If the NATOite traitors in Skopje had been told to change the name of their nation to the Lesser Duchy of Lower Fenwick they would have have avidly done so.
The flag of “North Macedonia” displayed at the Pentagon “has been the highlight of everything that I and my team have worked on in the last 30 years.” Indeed.
Federal Republic of Yugoslavia in 1991: one nation, not in NATO.
Thirty years later: six nations and one pseudo-nation, all in NATO or on the road to joining it.
North Macedonia’s Defense Minister Radmila Shekerinska and Laura K. Cooper, the acting assistant secretary of defense for international security affairs, unveiled the red and yellow flag representing a stylized sun in the NATO Hallway. The addition honors North Macedonia’s accession to NATO in March 2020.
Prior to the unveiling, Minister Shekerinska met with Secretary of Defense Lloyd J. Austin III and Colin Kahl, the DOD undersecretary for policy.
North Macedonia came into being when Yugoslavia dissolved in 1991. (It did not; the Republic of Macedonia did.) It joined NATO’s Partnership for Peace program in 1995 and that eventually led to alliance membership.
“The conclusion of the Prespa agreement in 2018 [which mandated the nation change its name] that resolved a decade’s long dispute with Greece and paved the way for North Macedonia’s NATO accession took real political courage,” she said. “Now, both countries, and the region are better for it.”

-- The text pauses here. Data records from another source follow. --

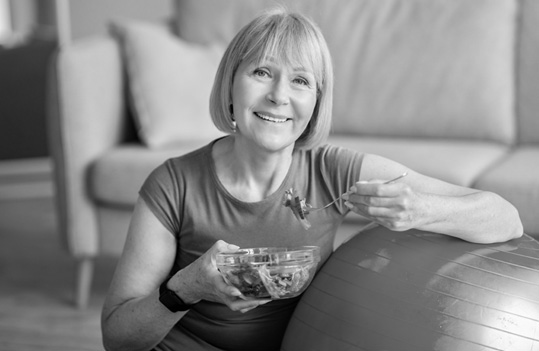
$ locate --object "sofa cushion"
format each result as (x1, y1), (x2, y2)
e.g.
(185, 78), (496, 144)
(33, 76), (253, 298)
(90, 142), (213, 206)
(473, 146), (539, 236)
(322, 0), (517, 144)
(328, 136), (509, 187)
(173, 0), (274, 46)
(110, 20), (225, 149)
(175, 0), (517, 144)
(516, 0), (539, 144)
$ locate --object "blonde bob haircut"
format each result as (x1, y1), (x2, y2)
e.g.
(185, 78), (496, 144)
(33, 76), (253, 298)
(209, 7), (334, 149)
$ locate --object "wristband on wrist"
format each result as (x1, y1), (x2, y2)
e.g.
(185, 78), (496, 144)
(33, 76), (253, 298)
(158, 276), (194, 312)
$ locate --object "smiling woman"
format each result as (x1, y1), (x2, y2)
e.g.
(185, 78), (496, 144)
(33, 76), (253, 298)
(101, 6), (522, 351)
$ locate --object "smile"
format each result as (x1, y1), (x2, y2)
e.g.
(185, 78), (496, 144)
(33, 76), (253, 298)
(254, 112), (289, 124)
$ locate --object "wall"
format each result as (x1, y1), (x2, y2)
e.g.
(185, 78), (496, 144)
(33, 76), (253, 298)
(0, 37), (55, 160)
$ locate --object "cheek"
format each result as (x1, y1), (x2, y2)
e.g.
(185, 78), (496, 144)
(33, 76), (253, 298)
(231, 81), (258, 113)
(299, 94), (318, 122)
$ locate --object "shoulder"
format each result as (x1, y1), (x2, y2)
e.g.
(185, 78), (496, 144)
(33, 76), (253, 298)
(155, 141), (213, 177)
(144, 142), (213, 190)
(301, 143), (365, 166)
(167, 142), (212, 167)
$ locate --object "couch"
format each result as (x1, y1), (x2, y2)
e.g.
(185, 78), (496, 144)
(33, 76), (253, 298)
(47, 0), (539, 308)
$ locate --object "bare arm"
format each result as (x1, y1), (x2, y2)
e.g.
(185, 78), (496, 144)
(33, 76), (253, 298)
(344, 154), (523, 243)
(101, 198), (185, 351)
(101, 198), (269, 351)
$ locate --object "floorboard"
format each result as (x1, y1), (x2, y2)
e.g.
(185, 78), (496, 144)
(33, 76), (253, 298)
(0, 197), (117, 351)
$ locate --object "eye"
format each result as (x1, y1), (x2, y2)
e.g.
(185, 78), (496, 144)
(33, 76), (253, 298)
(293, 77), (310, 86)
(253, 68), (270, 78)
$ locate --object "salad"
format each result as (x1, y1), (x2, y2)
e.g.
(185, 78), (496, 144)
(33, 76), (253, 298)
(219, 262), (316, 299)
(216, 246), (320, 299)
(283, 188), (311, 230)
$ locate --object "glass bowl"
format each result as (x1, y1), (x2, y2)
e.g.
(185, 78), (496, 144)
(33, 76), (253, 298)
(216, 246), (321, 299)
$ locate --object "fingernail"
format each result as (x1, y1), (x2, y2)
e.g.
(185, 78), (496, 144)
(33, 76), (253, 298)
(229, 289), (245, 298)
(227, 244), (240, 251)
(342, 193), (349, 200)
(350, 186), (357, 192)
(259, 299), (272, 305)
(344, 201), (353, 209)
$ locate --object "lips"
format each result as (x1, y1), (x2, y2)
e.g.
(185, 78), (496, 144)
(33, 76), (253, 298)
(254, 112), (289, 124)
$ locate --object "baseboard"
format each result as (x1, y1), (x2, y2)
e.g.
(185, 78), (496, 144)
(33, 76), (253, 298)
(0, 157), (54, 200)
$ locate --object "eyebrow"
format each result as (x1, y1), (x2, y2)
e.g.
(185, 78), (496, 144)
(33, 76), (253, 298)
(258, 57), (314, 75)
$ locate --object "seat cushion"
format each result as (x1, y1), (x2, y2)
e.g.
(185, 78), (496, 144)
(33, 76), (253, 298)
(328, 136), (509, 187)
(473, 146), (539, 236)
(90, 141), (214, 206)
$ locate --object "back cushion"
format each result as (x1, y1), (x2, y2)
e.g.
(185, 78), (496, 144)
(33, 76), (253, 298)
(174, 0), (517, 144)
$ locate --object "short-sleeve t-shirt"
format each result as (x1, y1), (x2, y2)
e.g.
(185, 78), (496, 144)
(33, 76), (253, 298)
(139, 139), (363, 351)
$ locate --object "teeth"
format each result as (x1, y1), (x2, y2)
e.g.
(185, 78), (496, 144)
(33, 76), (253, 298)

More than 4,000 North Macedonian service members have fought alongside U.S. and NATO allies in Afghanistan and Iraq. North Macedonian troops are also helping NATO in Kosovo….
The defense minister said the flag unveiling was emotional “to see the North Macedonia flag hanging together with 29 nations, together with the US flag as part of the greatest military and political alliance. I do believe that this has been the highlight of everything that I and my team have worked on in the last 30 years.”